Le luci si spengono dopo l’ultimo scatto, il campione è pronto a lasciare il set, ma si ferma per un’ultima considerazione sugli immancabili buoni propositi di inizio anno. «Vivo in un frullatore: l’obiettivo in cima alla lista resta quello di non lasciarmi travolgere dai ritmi altissimi a cui il lavoro mi sottopone. La doppia rosa dei venti – il ciondolo che porto al collo, prezioso regalo di mia madre, e il tatuaggio sul bicipite destro – mi aiuta proprio a orientarmi e a cercare il profondo equilibrio dentro me.
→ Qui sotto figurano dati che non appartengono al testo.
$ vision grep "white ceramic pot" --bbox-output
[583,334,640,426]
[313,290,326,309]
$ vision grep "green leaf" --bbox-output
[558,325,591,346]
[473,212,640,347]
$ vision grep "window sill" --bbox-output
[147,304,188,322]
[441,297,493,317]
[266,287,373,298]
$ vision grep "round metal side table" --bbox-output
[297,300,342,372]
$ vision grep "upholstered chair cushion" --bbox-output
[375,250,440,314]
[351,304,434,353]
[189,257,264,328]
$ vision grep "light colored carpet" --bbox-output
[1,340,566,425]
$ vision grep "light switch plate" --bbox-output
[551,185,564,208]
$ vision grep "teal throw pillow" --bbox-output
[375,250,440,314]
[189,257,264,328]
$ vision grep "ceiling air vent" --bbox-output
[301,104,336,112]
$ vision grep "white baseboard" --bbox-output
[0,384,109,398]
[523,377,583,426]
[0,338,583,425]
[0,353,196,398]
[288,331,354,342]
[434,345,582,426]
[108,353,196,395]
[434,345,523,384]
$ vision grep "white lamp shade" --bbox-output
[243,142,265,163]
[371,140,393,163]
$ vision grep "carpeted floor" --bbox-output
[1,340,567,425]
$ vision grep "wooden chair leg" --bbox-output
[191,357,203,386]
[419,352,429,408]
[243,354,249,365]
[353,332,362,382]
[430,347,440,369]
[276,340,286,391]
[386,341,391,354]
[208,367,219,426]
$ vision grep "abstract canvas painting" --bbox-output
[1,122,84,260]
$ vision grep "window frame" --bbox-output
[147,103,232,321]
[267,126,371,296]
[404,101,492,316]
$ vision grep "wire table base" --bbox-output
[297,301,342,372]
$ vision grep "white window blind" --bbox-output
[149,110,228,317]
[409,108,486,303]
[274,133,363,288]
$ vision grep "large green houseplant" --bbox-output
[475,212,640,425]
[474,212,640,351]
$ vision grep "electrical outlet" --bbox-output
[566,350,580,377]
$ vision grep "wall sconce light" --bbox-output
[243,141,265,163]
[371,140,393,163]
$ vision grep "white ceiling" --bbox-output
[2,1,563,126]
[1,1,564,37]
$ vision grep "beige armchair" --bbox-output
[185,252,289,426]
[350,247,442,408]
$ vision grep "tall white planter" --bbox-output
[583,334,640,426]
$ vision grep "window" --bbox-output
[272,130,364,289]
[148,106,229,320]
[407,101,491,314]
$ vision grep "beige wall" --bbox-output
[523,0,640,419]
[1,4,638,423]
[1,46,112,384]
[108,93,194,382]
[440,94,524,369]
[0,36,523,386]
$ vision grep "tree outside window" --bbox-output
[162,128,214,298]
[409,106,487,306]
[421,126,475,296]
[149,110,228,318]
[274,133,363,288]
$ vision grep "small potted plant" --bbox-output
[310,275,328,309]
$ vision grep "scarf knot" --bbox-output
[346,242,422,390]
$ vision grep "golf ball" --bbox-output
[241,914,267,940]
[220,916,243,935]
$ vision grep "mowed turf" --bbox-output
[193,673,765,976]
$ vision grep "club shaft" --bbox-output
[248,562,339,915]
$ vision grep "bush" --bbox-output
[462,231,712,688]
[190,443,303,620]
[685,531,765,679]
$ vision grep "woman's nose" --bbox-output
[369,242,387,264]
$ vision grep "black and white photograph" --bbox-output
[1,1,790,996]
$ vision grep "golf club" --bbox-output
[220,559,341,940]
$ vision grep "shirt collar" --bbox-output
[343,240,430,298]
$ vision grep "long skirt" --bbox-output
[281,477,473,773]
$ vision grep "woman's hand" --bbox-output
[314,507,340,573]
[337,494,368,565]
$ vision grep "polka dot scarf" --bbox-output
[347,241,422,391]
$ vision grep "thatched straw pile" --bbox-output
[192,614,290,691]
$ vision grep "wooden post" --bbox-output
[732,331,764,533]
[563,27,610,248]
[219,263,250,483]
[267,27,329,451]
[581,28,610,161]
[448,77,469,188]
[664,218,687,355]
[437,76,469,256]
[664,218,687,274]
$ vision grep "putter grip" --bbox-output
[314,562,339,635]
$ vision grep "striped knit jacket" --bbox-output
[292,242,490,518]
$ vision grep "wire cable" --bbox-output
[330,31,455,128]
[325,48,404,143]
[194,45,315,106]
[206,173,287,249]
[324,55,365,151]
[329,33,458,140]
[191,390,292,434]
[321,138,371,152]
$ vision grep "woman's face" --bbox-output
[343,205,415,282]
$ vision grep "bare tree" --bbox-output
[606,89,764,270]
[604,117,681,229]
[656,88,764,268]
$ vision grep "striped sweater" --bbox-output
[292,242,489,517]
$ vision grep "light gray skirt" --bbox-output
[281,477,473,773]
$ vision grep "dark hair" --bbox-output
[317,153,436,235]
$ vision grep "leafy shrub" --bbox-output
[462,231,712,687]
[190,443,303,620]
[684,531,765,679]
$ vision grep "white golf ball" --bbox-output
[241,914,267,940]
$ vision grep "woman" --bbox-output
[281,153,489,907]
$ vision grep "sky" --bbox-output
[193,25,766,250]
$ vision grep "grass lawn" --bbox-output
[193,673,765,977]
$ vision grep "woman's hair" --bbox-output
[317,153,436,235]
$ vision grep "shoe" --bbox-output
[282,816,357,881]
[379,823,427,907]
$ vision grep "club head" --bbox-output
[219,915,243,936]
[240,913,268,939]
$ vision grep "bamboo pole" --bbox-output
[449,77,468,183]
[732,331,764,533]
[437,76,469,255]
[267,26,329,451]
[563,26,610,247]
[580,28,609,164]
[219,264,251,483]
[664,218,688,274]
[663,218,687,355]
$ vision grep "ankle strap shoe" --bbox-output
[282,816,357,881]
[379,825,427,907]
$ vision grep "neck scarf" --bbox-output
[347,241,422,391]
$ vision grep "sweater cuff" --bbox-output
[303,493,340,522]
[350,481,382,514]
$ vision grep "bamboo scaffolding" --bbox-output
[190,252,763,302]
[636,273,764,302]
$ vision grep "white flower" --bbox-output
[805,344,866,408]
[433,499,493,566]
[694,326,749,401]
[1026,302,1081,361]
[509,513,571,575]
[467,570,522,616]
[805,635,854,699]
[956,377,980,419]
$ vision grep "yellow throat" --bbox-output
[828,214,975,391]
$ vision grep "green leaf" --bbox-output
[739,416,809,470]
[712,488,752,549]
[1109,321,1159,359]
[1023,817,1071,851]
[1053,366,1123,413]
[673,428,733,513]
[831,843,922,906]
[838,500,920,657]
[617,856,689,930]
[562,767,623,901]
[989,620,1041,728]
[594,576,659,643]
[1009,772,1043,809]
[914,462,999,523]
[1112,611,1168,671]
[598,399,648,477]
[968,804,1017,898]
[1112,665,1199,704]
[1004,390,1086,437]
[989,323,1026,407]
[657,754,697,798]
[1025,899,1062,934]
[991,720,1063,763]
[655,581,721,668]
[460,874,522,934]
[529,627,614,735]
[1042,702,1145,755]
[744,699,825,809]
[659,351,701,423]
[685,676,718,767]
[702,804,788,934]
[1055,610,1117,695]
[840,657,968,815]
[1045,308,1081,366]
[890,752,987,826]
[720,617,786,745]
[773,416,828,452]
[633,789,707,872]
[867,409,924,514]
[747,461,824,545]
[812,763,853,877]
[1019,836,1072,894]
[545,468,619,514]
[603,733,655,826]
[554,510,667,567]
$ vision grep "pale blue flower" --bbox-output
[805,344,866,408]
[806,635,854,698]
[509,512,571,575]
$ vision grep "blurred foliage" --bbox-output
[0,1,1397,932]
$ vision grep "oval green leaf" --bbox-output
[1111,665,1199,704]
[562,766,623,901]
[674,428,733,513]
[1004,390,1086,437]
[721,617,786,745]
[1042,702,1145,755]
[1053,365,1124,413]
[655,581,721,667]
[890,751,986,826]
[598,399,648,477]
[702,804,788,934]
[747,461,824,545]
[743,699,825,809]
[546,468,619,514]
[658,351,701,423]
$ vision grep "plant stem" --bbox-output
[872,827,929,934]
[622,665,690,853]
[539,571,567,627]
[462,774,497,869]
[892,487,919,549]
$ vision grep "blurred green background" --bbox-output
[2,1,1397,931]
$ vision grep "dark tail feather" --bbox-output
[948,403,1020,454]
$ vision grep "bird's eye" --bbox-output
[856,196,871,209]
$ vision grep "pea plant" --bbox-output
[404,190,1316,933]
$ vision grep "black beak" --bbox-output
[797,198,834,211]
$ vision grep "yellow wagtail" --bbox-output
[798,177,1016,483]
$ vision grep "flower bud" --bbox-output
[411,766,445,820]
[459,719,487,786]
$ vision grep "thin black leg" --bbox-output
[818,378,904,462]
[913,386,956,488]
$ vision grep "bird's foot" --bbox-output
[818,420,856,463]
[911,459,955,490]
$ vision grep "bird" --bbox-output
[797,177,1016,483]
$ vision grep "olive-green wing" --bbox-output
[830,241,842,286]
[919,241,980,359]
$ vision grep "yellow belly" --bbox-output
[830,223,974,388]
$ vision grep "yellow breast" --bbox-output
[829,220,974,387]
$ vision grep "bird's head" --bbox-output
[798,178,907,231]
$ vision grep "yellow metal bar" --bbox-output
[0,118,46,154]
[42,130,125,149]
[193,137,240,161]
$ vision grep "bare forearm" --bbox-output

Un traguardo più concreto? Partecipare a novembre per la terza volta consecutiva alle Atp Finals, il torneo dei maestri riservato ai migliori otto del globo. Nella scorsa edizione, la prima a Torino davanti a un tifo da stadio tutto per me, un infortunio agli addominali mi ha costretto a ritirarmi all’esordio. Ho una voglia immensa di riscattarmi».